I was recommend to follow Kaytee back in the early days, as I was a fellow nurse, with a child around the same age..this was back when Kaytee had possibly 15,000 followers and was ‘looking’ for a job, saying how difficult it was to find anything flexible, and asking for advice. I too was struggling to flexible working so I messaged her. Can’t remember to be honest if I got a reply.

She then started to complain about the carers, and as a ‘nurse’ it struck how 1) she should have understood the complexities surround chc funding (it’s a bloody minefield), and 2) she should have realised that J’s needs were perhaps more ‘social care’ needs. I messaged a really nice message explaining that it’s almost impossible to acquire chc funding, but perhaps she could contact the local social care team, there would no doubt be appropriate funding streams available if J did require carers. She totally ignored the message but then start passively aggressively putting messages about how she couldn’t get funding from anywhere, health didn’t want to support her, social care didn’t want to support her. At the point I unfollowed, as she clearlywas just using J for engagement, and thought no more.

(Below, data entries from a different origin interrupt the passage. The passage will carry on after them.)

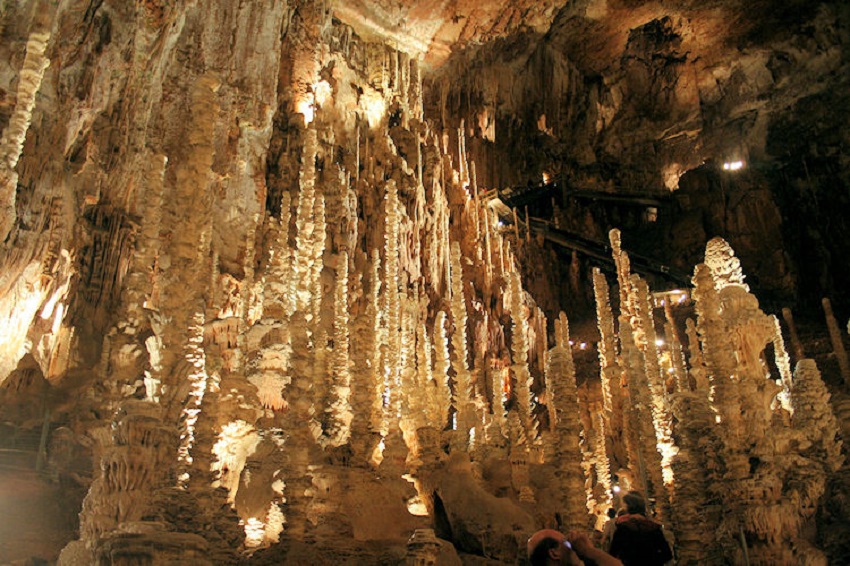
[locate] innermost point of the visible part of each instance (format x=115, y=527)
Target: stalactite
x=316, y=262
x=411, y=393
x=814, y=417
x=378, y=340
x=783, y=364
x=429, y=412
x=837, y=343
x=463, y=396
x=646, y=455
x=519, y=357
x=562, y=394
x=12, y=142
x=392, y=303
x=340, y=409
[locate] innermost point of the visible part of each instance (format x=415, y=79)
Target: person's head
x=551, y=547
x=635, y=503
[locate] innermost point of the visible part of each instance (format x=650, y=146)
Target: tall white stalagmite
x=562, y=394
x=442, y=363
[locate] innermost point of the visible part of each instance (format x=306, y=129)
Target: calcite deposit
x=289, y=277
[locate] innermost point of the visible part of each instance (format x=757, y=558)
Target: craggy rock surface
x=260, y=303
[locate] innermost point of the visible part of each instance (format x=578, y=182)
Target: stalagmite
x=392, y=304
x=661, y=417
x=12, y=142
x=561, y=388
x=270, y=357
x=814, y=417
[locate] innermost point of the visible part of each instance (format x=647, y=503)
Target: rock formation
x=284, y=273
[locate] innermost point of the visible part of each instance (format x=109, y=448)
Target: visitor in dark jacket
x=638, y=540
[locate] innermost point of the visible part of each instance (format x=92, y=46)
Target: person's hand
x=580, y=541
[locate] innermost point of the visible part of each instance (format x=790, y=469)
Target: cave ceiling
x=594, y=31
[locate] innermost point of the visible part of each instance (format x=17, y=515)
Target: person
x=638, y=540
x=550, y=547
x=608, y=529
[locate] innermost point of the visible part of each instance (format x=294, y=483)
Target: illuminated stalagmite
x=561, y=386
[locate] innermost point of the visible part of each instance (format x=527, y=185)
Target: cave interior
x=402, y=282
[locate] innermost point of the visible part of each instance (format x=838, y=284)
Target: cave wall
x=628, y=98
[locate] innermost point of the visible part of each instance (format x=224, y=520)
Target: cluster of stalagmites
x=363, y=361
x=744, y=455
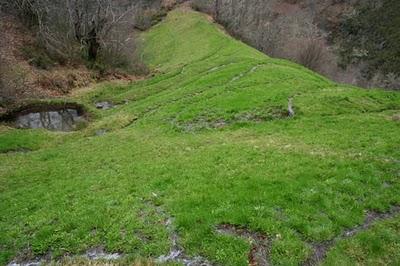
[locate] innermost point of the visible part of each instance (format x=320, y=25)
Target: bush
x=37, y=56
x=312, y=55
x=12, y=81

Then Rosie Ramsey and Susie Verril started the fundraiser for her and bought her back to my attention. I started to view her stories occasionally and mostly forgot about her. Until the whole Susie Verril thing blew up, the Twitter messages she had postedthat were racist, laughing at ‘disabled’ children..and the fact Kaytee never called her outin this, really didn’t sit right. The things Susie said, even in jest, were pretty hideous, and no parent of a child with a black father, who has complex physical and medical needs, could sit back and not say something, just because of money. It’s not natural, and it’s not what you do as a caring parent.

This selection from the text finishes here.